Si bien Trump aludió razones humanitarias como uno de los motivos para permitir que Rusia suministre crudo en esta oportunidad y a que de todas maneras la actual administración está debilitada, medios internacionales hicieron hincapié en el momento en que esta decisión tuvo lugar.

Según el reportero especializado en el Departamento de Estado, Eric Martin, la autorización velada de EE.UU. al petrolero ruso ocurre justo “después de que el régimen cubano autorizara la importación de combustible para la embajada estadounidense”. Y es que, semanas atrás, el gobierno cubano había negado que la sede diplomática se abasteciera.

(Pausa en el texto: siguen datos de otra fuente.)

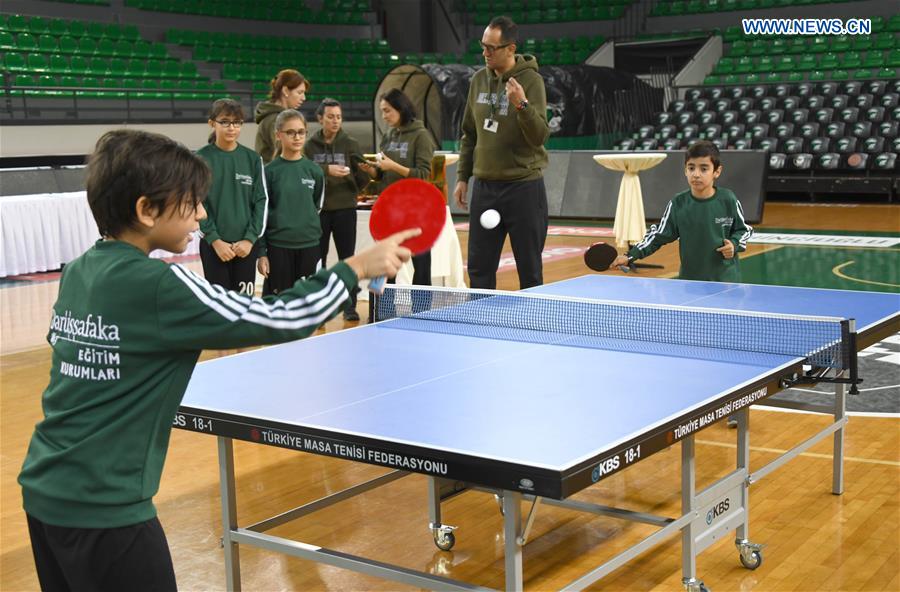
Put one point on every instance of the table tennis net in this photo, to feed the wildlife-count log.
(521, 316)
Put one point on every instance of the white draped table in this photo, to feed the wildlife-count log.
(42, 232)
(630, 224)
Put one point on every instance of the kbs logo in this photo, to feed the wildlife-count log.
(604, 468)
(718, 510)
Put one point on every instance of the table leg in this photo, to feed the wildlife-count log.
(840, 412)
(512, 529)
(229, 514)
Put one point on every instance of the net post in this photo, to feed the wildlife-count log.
(849, 326)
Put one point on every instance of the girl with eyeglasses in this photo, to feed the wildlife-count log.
(288, 91)
(237, 203)
(289, 249)
(338, 154)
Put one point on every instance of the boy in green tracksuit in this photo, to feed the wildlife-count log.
(289, 249)
(707, 220)
(126, 333)
(338, 153)
(237, 202)
(504, 127)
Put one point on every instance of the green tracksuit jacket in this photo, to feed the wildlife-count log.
(410, 145)
(344, 150)
(126, 333)
(701, 226)
(296, 193)
(237, 202)
(515, 152)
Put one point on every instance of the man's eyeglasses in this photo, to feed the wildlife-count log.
(492, 48)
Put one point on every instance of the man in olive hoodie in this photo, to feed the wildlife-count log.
(504, 128)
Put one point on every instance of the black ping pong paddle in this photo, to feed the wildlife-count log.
(600, 256)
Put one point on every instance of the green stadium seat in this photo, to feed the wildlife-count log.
(96, 30)
(158, 51)
(850, 60)
(68, 45)
(48, 44)
(828, 61)
(87, 46)
(58, 27)
(47, 80)
(171, 69)
(14, 62)
(98, 66)
(59, 64)
(118, 67)
(130, 33)
(861, 42)
(17, 23)
(38, 25)
(7, 41)
(153, 68)
(807, 63)
(78, 65)
(89, 82)
(122, 48)
(38, 62)
(796, 46)
(21, 80)
(26, 42)
(893, 58)
(76, 29)
(105, 47)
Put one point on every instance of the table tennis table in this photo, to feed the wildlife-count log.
(520, 394)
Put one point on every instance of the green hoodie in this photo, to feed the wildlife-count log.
(515, 152)
(126, 333)
(410, 145)
(238, 201)
(344, 150)
(296, 190)
(266, 145)
(701, 226)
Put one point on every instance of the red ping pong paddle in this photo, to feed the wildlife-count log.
(408, 203)
(600, 256)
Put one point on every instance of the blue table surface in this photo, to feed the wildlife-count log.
(549, 405)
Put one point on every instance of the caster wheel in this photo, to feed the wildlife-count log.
(754, 561)
(444, 540)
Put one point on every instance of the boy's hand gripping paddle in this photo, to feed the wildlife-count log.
(408, 203)
(600, 256)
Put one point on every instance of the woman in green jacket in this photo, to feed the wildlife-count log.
(406, 153)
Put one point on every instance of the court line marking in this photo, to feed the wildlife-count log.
(872, 414)
(890, 463)
(837, 270)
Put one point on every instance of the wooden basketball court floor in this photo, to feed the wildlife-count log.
(815, 540)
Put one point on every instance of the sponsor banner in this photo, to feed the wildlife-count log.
(555, 253)
(831, 240)
(588, 231)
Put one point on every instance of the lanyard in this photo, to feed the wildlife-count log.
(493, 98)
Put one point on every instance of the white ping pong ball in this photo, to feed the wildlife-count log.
(490, 219)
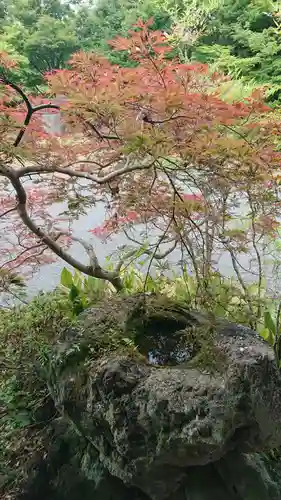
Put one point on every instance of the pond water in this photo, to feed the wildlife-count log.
(49, 276)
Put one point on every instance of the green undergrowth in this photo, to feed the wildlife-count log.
(28, 333)
(26, 336)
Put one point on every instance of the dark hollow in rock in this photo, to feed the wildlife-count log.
(195, 429)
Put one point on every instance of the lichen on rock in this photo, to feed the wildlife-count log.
(168, 403)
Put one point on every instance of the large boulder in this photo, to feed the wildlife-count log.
(169, 400)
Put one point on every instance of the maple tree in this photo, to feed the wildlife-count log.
(156, 142)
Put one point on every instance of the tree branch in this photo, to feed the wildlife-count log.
(30, 110)
(74, 173)
(93, 269)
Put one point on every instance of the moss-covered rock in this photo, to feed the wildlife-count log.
(158, 402)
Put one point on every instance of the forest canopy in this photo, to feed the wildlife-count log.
(241, 38)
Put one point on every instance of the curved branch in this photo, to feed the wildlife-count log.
(74, 173)
(30, 110)
(91, 270)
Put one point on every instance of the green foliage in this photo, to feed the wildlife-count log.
(26, 336)
(82, 290)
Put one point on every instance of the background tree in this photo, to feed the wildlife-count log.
(155, 142)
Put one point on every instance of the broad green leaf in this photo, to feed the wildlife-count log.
(66, 278)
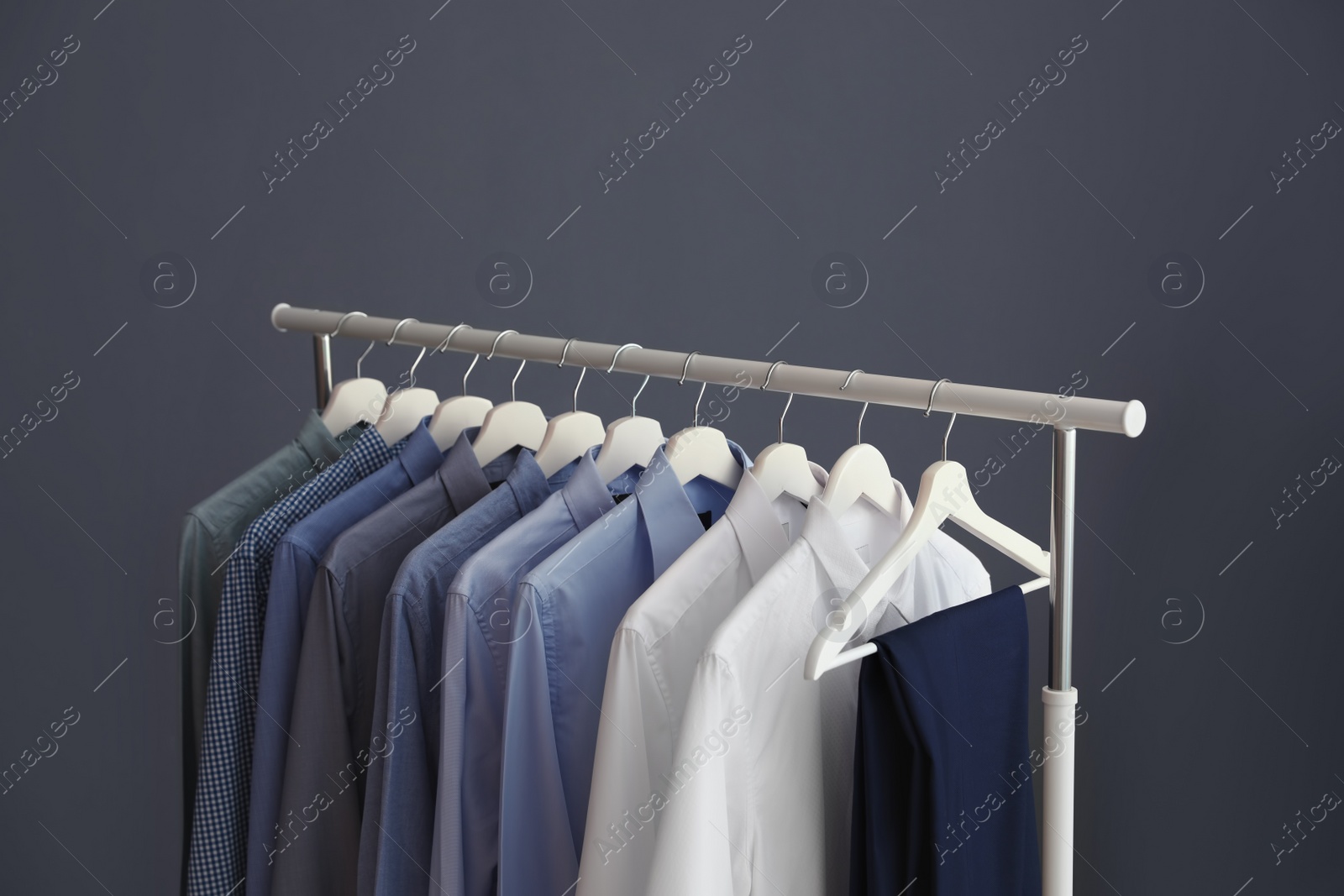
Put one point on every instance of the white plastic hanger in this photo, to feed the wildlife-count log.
(702, 450)
(860, 472)
(631, 441)
(354, 401)
(944, 493)
(405, 407)
(510, 425)
(783, 468)
(460, 411)
(569, 436)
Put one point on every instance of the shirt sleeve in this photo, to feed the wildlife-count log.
(705, 842)
(633, 747)
(291, 573)
(197, 606)
(320, 761)
(537, 846)
(468, 810)
(400, 804)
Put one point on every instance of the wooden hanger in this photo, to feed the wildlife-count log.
(944, 495)
(405, 407)
(460, 411)
(510, 425)
(631, 441)
(783, 468)
(354, 401)
(702, 450)
(569, 436)
(860, 472)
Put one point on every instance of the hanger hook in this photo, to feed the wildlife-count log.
(696, 414)
(766, 385)
(342, 322)
(617, 355)
(564, 354)
(448, 340)
(343, 318)
(400, 325)
(360, 362)
(393, 338)
(508, 332)
(953, 419)
(512, 392)
(858, 432)
(418, 358)
(447, 344)
(512, 389)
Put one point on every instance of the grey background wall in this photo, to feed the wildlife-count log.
(1126, 233)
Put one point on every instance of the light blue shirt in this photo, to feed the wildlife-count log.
(218, 859)
(479, 629)
(558, 667)
(401, 782)
(292, 574)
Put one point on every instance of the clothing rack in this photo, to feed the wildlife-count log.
(1075, 414)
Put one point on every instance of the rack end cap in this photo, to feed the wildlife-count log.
(275, 313)
(1135, 418)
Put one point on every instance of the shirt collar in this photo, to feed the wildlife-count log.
(667, 511)
(585, 493)
(528, 483)
(463, 479)
(840, 562)
(318, 441)
(421, 456)
(757, 526)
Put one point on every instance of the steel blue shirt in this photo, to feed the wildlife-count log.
(558, 668)
(292, 574)
(219, 824)
(394, 844)
(338, 672)
(477, 633)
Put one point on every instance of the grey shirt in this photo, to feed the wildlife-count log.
(338, 671)
(210, 533)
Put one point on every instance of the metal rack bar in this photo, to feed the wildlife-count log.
(1066, 417)
(897, 391)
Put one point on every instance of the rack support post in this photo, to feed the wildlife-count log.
(1059, 696)
(323, 362)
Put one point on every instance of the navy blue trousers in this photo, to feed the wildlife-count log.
(942, 799)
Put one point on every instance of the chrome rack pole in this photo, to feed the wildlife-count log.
(895, 391)
(1059, 696)
(323, 360)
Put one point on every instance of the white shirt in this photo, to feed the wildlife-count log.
(649, 671)
(759, 801)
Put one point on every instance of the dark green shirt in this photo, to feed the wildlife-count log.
(208, 537)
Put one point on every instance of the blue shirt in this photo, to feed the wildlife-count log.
(558, 667)
(286, 609)
(338, 671)
(394, 844)
(219, 824)
(479, 627)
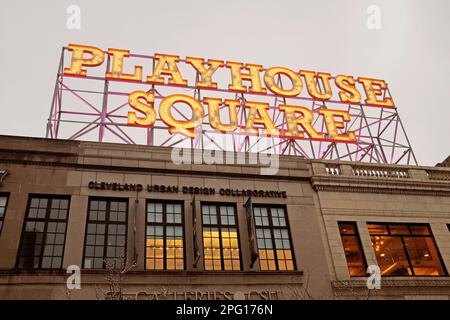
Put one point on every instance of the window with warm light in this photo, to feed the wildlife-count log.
(220, 237)
(106, 233)
(3, 201)
(352, 247)
(164, 236)
(406, 250)
(44, 234)
(273, 238)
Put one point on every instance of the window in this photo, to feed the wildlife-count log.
(164, 239)
(220, 237)
(405, 250)
(273, 238)
(44, 234)
(3, 201)
(106, 233)
(352, 247)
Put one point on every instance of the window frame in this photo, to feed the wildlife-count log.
(46, 220)
(164, 225)
(220, 226)
(410, 235)
(7, 195)
(358, 238)
(106, 224)
(271, 227)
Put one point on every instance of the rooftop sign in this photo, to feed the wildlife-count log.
(243, 78)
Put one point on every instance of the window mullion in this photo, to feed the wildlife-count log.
(44, 235)
(407, 255)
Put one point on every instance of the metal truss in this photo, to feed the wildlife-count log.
(95, 109)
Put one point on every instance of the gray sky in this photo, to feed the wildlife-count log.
(411, 51)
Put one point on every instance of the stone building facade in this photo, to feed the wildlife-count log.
(197, 231)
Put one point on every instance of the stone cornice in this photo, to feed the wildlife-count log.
(379, 185)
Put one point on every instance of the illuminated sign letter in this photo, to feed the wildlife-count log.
(310, 79)
(214, 114)
(297, 84)
(372, 92)
(253, 76)
(177, 126)
(117, 67)
(167, 65)
(305, 121)
(349, 94)
(205, 80)
(332, 125)
(78, 60)
(261, 108)
(147, 109)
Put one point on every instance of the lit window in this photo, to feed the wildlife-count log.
(164, 240)
(44, 234)
(3, 201)
(406, 250)
(106, 233)
(220, 237)
(352, 248)
(273, 239)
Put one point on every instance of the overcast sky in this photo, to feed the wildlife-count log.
(410, 51)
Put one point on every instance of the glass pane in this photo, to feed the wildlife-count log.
(424, 256)
(375, 228)
(354, 256)
(391, 256)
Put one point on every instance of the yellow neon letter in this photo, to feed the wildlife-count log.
(237, 76)
(305, 121)
(145, 108)
(332, 125)
(350, 93)
(214, 113)
(117, 67)
(310, 79)
(78, 60)
(177, 126)
(170, 70)
(261, 108)
(372, 93)
(297, 84)
(205, 80)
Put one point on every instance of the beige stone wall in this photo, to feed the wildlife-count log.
(416, 198)
(34, 171)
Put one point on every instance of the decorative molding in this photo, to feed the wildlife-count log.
(391, 283)
(375, 185)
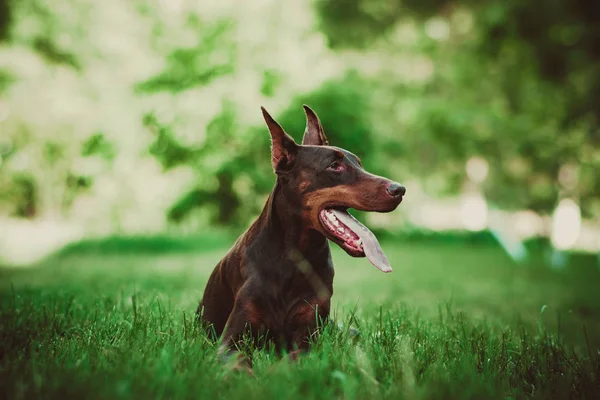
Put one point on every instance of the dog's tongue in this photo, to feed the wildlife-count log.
(371, 246)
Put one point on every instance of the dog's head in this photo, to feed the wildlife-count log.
(328, 180)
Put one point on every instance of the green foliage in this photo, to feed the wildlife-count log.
(104, 323)
(188, 68)
(97, 144)
(144, 245)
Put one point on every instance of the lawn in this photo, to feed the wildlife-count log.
(454, 320)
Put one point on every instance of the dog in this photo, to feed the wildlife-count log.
(276, 282)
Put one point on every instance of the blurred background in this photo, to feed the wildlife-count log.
(141, 117)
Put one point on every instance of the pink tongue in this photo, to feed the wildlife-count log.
(371, 246)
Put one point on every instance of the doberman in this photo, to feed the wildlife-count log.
(276, 281)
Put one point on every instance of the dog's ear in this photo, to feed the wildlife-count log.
(283, 147)
(314, 133)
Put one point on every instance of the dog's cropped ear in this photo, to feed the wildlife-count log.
(283, 147)
(314, 133)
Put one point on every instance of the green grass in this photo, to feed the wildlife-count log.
(451, 321)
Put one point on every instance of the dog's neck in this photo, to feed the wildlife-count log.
(281, 219)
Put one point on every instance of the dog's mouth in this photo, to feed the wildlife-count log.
(352, 236)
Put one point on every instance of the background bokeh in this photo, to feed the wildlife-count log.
(142, 117)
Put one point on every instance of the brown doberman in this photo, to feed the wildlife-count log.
(276, 282)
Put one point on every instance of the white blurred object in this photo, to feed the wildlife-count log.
(566, 224)
(474, 212)
(477, 169)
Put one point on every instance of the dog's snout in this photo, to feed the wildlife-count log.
(395, 189)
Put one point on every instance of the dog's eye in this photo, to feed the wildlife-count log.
(335, 166)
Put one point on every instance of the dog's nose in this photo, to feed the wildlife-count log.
(396, 190)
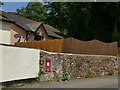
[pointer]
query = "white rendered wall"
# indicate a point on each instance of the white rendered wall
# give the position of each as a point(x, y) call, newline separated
point(19, 63)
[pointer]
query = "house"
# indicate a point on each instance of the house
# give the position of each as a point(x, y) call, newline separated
point(16, 28)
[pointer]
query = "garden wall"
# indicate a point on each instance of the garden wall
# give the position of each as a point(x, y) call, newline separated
point(18, 63)
point(77, 65)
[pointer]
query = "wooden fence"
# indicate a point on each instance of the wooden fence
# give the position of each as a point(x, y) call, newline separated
point(75, 46)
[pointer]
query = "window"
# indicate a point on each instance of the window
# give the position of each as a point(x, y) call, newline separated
point(37, 37)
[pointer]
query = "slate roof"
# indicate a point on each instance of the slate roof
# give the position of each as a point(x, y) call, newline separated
point(29, 25)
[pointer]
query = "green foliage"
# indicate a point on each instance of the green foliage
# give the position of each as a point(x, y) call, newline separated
point(81, 20)
point(84, 21)
point(34, 11)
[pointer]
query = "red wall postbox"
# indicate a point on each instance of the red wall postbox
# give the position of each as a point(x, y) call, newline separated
point(48, 65)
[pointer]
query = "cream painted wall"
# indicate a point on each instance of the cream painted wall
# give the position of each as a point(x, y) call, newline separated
point(18, 63)
point(4, 33)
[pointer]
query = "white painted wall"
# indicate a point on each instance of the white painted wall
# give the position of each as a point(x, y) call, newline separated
point(4, 33)
point(18, 63)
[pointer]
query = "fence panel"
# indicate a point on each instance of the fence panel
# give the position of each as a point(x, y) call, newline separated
point(49, 45)
point(75, 46)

Más allá de la ayuda humanitaria

A juicio de Pablo Álvarez, analista internacional y académico Escuela de Historia de la Universidad Diego Portales, además de las razones humanitarias y posible rol de Marco Rubio, el secretario de Estado de origen cubano, en esta decisión, también “puede tener que ver con que Estados Unidos necesita el petróleo ruso en este momento. La escalada de precios es tal que para evitar que las reservas se agoten y que el precio se dispare, necesitan que el petróleo ruso vuelva al mercado. Es posible que Rusia pusiera como condición para que su producción se trance en dólares que se envíe una porción a Cuba”.

“Estados Unidos necesita que el dólar sea la moneda de transacción del comercio de petróleo, Rusia está comercializando en yuanes al igual que Irán. El petróleo de Irán y Rusia no se está guardando o almacenando porque EE.UU. ha impuesto sanciones, simplemente están fuera del comercio en dólares. Para Trump es fundamental que vuelvan a transarse en dólares”, menciona.

Para Eduardo Hodge, director de la Escuela de Humanidades de la Universidad Gabriela Mistral y doctor en Relaciones Internacionales, “este movimiento del presidente Trump parece responder a cálculos estratégicos. Por una parte, se ve una lógica de dosificación de la presión: de hecho, el mismo presidente sostuvo que un cargamento no iba a alterar el destino político del régimen cubano, lo que sugiere que Washington busca mantener el cerco sin incrementar, innecesariamente, los costos políticos de aquello“. 

“Por otra, es posible apreciar un criterio de administración asociado a los riesgos geopolíticos: interrumpir el buque ruso podía elevar innecesariamente la tensión con Moscú, en un contexto internacional ya muy delicado (escenario que EE.UU. quiere evitar a toda costa, pensando que tiene abierto el flanco Irán/China). Todo indica que el presidente Trump quiere mostrar que puede ser inflexible con el régimen comunista, y, al mismo tiempo, pragmático cuando estima que una concesión limitada no fortalece realmente al gobierno cubano, pero sí a la población civil”, complementa.

Petróleo autorizado por EE.UU. ha llegado a la isla antes

Eduardo Araya, académico del Instituto de Historia de la Pontificia Universidad Católica de Valparaíso recalca que “lo primero es que con Trump uno siempre puede asumir que es perfectamente posible que cambie de opinión. En segundo lugar, Trump está absolutamente concentrado, probablemente por razones obvias, en la crisis energética y económica generada por la guerra de Irán, y por lo tanto podríamos decir que respecto de Cuba puede ganar tiempo, o él cree que puede ganar tiempo“.

Araya también hace hincapié en que la carga de petróleo que Rusia otorgó a Cuba alcanza sólo para abastecer las necesidades urgentes de la isla por dos semanas y en que su infraestructura petrolera no cuenta con la mantención adecuada. “Pero también el gobierno norteamericano ha aceptado, a través de una oficina que se llama OFAC el envío privado de combustible a Cuba, por la vía de contenedores especiales para transporte de combustible que están destinados, en el fondo, a lo que en el caso nuestro serían pymes”, relata en alusión a los más de 30 mil barriles de petróleo venezolano, que han llegado desde Florida, Estados Unidos, para el sector privado de Cuba, según reporta El País.